The performance evaluation of the SD3SFCA model mainly includes two parts: effectiveness evaluation and progress evaluation. In the effectiveness evaluation, the SD3SFCA model is used to calculate the spatial accessibility of prehospital emergency medical services in the West Coast New Area with visualized results. The stability of the results is obtained by testing the accessibility changes of the impedance coefficient under different distances; the accessibility results of different traffic situations are used to test whether the improved model can reasonably distinguish the accessibility level of prehospital emergency medical services in different regions, so as to verify its effectiveness. In progress evaluation, the accessibility of prehospital emergency medical services of the new model is compared with other evaluation models to verify its progress.

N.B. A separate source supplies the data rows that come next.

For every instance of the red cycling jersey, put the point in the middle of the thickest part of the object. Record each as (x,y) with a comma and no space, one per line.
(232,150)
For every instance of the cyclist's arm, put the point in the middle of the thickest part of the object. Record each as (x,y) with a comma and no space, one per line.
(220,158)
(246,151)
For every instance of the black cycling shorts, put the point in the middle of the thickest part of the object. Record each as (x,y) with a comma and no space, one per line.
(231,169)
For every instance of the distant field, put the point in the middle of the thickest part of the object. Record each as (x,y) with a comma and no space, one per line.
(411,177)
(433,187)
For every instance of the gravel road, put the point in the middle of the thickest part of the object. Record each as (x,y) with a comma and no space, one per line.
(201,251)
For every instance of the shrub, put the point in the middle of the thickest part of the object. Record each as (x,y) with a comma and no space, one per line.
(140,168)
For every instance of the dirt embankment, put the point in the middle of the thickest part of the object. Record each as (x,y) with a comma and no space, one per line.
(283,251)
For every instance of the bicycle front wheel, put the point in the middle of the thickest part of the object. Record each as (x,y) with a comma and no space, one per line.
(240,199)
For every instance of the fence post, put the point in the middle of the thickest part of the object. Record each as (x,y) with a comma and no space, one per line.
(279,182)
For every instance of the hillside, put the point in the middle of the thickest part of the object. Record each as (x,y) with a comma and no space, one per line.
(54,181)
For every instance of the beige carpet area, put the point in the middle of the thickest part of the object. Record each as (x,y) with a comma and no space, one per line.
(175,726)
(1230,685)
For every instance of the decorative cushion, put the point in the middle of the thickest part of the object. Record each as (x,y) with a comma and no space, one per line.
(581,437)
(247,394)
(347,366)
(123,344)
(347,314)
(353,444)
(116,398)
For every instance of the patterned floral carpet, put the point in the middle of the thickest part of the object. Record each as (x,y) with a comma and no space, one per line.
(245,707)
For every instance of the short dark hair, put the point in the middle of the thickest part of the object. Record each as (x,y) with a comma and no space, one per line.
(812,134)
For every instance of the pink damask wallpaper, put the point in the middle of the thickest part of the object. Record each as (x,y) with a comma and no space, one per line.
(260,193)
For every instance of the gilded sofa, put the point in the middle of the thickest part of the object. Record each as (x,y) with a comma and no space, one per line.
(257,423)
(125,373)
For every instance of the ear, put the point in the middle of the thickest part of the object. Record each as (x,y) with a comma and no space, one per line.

5.1. Effectiveness Evaluation of the SD3SFCA Model

5.1.1. Accessibility Assessment under Different Impedance Coefficients

In this study, different impedance coefficient values are selected to calculate the spatial accessibility of prehospital emergency medical services in the case area. The stability of calculation results of the SD3SFCA model is evaluated by the changes in geographic patterns of accessibility results. Figure 4 shows the calculation results of SPAI with six distance impedance coefficients (10–85, in increments of 15). The results are divided into six levels with the same interval for visual presentation so that the accessibility under different coefficients can be directly compared. The higher the SPAI, the higher the accessibility levels in this area, which means the accessibility of prehospital emergency medical services is higher. As is shown in Figure 4, the geographic spatial patterns of SPAI have changed significantly with the first two impedance coefficients (=10, = 25). With the increase in the coefficients, the accessibility levels generally increase, except in the areas that cannot be reached by emergency stations within 15 minutes. After the third distance impedance coefficients, the accessibility levels of each region in the geographic spatial patterns remain basically unchanged and tend to be stable.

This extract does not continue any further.